WaBU Insights

Stop Measuring Impressions. Start Measuring Business Impact.

Written by We are Brand Utility | Jan 22, 2026 4:00:01 AM

Every month, thousands of CEOs receive a communications or marketing report that look exactly the same.

It is a beautifully designed PDF. It features green arrows pointing upwards. It highlights large numbers in the thousands—or millions—for "Impressions," "Reach," and "Engagement."

The marketing team is celebrating. But the CEO is confused. They look at the P&L (Profit and Loss) statement, and the revenue line has not moved.

This is the "Vanity Trap."

In the Asian B2B market, this disconnect is dangerous. You cannot pay salaries with "likes." or “awareness”. If you are spending SGD 50,000 a month on regional execution, you need to know exactly what return that investment is generating.

At We are Brand Utility, we believe that marketing activity must be tied to business outcomes. Here is how we help leaders shift their focus from vanity metrics to commercial reality. 

The Problem with "Impressions"

"Impressions" simply measure how many times an advertisement was displayed on a screen. It does not mean a human saw it. It certainly does not mean a human cared about it.

When an agency focuses on impressions, they are incentivised to chase "cheap" volume. They will target broad, low-value audiences just to make the numbers look big.

This creates a false sense of security. You feel like your brand is "everywhere," but your sales team has an empty pipeline. 

The 3 Metrics That Actually Matter

To fix this, you must change what you measure. When we act as an Execution Partner, we ignore the vanity metrics.

We believe in - broadly - three indicators of business health.

  1. Marketing Qualified Leads (MQLs)

This is not just an email address. This is a prospect that fits your Ideal Customer Profile (ICP) and has taken a specific action, such as downloading a whitepaper or requesting a demo.

  • The Shift: Do not ask "How many people saw this?" Ask "How many qualified buyers raised their hand?"
  1. Sales Qualified Opportunities (SQOs)

This is the "handshake" metric.

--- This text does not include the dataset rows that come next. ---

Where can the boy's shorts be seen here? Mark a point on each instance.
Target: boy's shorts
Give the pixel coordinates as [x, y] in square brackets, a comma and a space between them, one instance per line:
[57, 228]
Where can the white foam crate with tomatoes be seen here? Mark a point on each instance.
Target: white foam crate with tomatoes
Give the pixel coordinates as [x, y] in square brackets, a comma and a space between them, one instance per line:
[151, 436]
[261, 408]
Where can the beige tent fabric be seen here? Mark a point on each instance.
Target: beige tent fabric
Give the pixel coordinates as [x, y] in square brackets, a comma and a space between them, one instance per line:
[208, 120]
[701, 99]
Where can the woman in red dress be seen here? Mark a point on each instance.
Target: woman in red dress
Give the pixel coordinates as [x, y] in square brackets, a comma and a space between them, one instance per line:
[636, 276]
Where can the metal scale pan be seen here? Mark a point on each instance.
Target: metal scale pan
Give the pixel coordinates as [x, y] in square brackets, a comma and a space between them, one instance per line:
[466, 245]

It measures how many MQLs your sales team actually accepted and opened a dialogue with.

  • The Insight: If marketing generates 100 leads, but sales only accepts two, your execution is broken. You are targeting the wrong people. We track this conversion rate obsessively.
  1. Pipeline Influence

B2B buying cycles in Asia are long. A prospect might see your content today but not buy for six months.

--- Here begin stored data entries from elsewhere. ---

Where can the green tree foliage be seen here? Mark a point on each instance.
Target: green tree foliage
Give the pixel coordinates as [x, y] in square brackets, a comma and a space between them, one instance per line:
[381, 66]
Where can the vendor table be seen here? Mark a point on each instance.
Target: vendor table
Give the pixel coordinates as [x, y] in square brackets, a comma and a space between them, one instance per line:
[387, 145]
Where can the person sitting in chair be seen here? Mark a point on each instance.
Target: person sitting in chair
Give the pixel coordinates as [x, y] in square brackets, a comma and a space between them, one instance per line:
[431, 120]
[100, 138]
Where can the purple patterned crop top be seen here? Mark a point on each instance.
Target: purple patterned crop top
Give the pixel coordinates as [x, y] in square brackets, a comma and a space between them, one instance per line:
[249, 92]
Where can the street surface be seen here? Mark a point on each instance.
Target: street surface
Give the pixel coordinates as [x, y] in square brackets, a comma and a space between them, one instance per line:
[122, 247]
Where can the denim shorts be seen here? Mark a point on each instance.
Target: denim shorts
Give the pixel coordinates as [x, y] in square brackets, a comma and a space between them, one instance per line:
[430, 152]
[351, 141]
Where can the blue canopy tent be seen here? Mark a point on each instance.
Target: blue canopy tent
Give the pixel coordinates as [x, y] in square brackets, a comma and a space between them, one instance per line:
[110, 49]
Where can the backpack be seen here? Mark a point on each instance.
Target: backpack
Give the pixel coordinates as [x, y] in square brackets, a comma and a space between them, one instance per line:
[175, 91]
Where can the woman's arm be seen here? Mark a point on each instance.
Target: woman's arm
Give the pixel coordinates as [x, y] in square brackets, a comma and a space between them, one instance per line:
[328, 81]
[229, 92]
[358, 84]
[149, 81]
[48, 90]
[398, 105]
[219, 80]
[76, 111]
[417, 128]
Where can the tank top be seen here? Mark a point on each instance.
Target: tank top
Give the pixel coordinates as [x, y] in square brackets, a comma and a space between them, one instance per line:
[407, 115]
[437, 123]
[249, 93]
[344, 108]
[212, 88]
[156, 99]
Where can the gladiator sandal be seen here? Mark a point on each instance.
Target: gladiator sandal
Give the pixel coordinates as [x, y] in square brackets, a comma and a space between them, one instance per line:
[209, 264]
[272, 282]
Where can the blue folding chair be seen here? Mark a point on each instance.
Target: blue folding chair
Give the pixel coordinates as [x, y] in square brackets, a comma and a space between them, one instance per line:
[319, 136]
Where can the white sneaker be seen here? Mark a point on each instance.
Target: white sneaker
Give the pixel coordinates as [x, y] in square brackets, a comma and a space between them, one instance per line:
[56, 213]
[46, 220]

  • The Metric: We measure "Pipeline Influence"—looking at closed deals and tracing back which content or campaigns the buyer engaged with during their journey. This proves the long-term ROI of your brand presence.

Case Study: The "Less is More" Strategy

We worked with a B2B services firm expanding into Malaysia. Their previous agency reported 500,000 impressions a month, but zero sales.

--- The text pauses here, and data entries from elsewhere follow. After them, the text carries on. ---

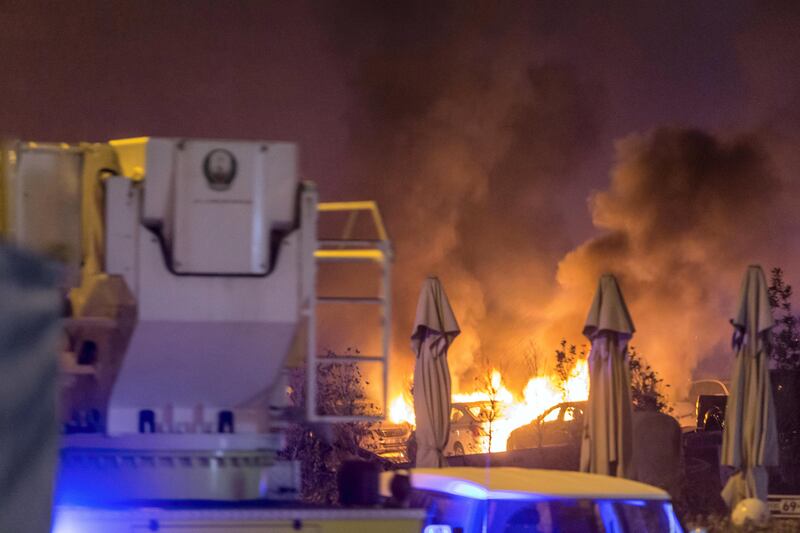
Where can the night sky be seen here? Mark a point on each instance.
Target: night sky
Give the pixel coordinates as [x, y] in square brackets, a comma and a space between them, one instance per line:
[518, 149]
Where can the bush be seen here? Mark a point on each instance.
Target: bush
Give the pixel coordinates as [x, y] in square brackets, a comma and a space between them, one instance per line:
[321, 448]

We audited their execution. They were targeting everyone across multiple platforms.

We narrowed the audience. We focused purely on C-Suite and C-1 decision-makers in the manufacturing sector.

  • Impressions dropped by 90%. (The previous agency would have panicked).
  • MQLs increased by 30%.
  • Sales Pipeline grew by $250k SGD, with attribution to campaigns over 180 days.

The report looked less impressive on the surface, but the bank balance looked much better.

 How We Report (The "Business-First" Promise)

When you engage us as an Execution Partner, we do not send you reports full of jargon.

We sit down with you and look at the business goals.

  • "Did this campaign help us enter the Thai market?"
  • "Did this content shorten the sales cycle?"
  • "Did we generate enough qualified leads to feed the sales team?"

If the answer is no, we change the execution. We do not hide behind the "Impressions" count.

Stop paying for noise. Start demanding impact.